What 2017 brought and what will 2018 bring

2017 has been an interesting year. It was the year I started my Master’s studies, MSc in Science Communication, the departure of my supervisor at work, my computer rig GPU upgrade to an Nvidia Geforce GTX 1080ti, vacation in Vancouver and Seattle, the first for me on a North American continent, purchase of my first ever Macbook Pro, upgrade my phone to an iPhone X, and for the first time, buying and wearing an Apple Watch.

2017 has been tough, but meaningful. Looking back, lots of things happened, mostly an investment for my future. 2018 will no doubt be largely similar, maybe perhaps even more challenging, when it is now time to begin on my final year project that would ultimately wrap up my studies, ending my two-year journey as a student once again. Getting a Master’s degree is where I will officially end my formal studies. It has been a very long journey in my education. I have been studying my whole life, on top of starting off with my career upon graduation.

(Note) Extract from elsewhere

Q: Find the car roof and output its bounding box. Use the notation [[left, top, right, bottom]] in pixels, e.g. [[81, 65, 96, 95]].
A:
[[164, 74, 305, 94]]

I am seeing 2018 with both an eye for excitement and trepidation. I see major changes is on its way to sweep me off my feet. I must be prepared for the wave, staying rooted, but letting it go at the right time when opportunity arises. I have yet to come up with my New Year’s Resolutions for 2018. I must come up with one soon. It will be a great way to anchor myself for the challenges ahead.

Overall, I am blessed and grateful for all the good things that has happened to me in 2017. Life may be challenging this past year, but I managed to weather them all and instead be rewarded with all the good things in life that we so often take for granted. Financially stable, in good health, surrounded by loving friends and family. What more can I possibly ask for?